Después de colgar, Brunetti revolvió entre los papeles que tenía encima de la mesa hasta encontrar el que buscaba: el informe de la autopsia de Mascari, y volvió a leerlo atentamente. En la página cuatro estaba lo que le interesaba. «Pequeños arañazos y cortes en las piernas, sin efusión de sangre. Arañazos producidos sin duda por las afiladas hojas de la…» Aquí el forense, alardeando de sus conocimientos de botánica, daba el nombre latino de la hierba entre la que se hallaba escondido el cadáver de Mascari.

Los muertos no sangran; no hay presión que haga brotar la sangre. Éste era uno de los principios de medicina forense que había aprendido Brunetti. Si los arañazos habían sido causados por la -repitió en voz alta las sonoras sílabas del nombre latino-, no habrían sangrado, porque Mascari estaba muerto cuando su cuerpo fue arañado por esas hojas. Pero los cortes tampoco hubieran sangrado, si le habían afeitado las piernas después de muerto.

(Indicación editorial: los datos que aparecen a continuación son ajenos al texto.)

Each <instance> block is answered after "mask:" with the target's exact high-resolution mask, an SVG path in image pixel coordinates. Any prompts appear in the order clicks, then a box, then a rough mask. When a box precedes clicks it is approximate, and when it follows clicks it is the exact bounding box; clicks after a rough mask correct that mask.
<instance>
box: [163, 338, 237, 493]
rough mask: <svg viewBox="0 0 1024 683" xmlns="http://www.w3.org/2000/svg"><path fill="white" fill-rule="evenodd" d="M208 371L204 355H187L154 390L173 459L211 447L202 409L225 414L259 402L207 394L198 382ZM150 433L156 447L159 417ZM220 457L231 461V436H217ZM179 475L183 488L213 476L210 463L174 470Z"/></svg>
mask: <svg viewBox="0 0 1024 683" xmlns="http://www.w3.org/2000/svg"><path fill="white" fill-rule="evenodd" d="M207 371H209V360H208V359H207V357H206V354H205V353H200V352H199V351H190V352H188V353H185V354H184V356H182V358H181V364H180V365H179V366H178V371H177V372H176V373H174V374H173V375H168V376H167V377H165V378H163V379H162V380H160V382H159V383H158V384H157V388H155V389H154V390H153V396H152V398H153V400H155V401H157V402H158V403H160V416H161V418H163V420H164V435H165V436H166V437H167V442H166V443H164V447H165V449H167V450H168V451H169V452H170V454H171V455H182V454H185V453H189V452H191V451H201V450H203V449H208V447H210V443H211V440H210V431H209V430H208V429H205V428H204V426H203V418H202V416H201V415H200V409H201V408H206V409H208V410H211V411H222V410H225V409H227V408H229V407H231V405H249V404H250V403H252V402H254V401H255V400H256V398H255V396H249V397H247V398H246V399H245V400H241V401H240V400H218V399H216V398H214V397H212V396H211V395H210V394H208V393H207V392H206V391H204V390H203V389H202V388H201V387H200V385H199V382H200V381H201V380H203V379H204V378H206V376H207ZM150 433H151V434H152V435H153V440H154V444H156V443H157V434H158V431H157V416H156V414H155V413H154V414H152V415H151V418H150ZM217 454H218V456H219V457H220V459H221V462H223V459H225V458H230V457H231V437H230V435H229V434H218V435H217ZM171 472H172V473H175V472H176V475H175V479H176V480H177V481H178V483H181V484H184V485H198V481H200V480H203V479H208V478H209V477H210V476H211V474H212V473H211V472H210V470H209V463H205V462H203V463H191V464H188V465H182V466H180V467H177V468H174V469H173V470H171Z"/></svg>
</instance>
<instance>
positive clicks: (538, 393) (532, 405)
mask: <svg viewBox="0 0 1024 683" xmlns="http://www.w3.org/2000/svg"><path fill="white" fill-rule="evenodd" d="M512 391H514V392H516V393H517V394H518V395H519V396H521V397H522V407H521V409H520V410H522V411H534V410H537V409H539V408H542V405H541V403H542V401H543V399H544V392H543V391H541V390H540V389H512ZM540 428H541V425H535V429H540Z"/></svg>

Brunetti nunca se había afeitado nada más que la cara, pero durante muchos años había visto a Paola pasarse la maquinilla por las pantorrillas, los tobillos y las rodillas, y había perdido la cuenta de las veces que la había oído renegar en voz baja en el cuarto de baño y visto salir con un trocito de papel higiénico pegado a la piel. Paola se había afeitado las piernas periódicamente desde que él la conocía, y aún se cortaba. No parecía probable que Mascari se hubiera afeitado las piernas sin que su esposa lo notara, aunque no la llamara por teléfono cuando estaba de viaje.

Volvió a mirar el informe de la autopsia: «No se observan indicios de que los cortes de las piernas hayan sangrado.» No; a pesar del vestido rojo y los zapatos rojos, a pesar del maquillaje y de la ropa interior, el signor Mascari no se había afeitado las piernas. Y eso significaba que tenía que habérselas afeitado otra persona, una vez muerto.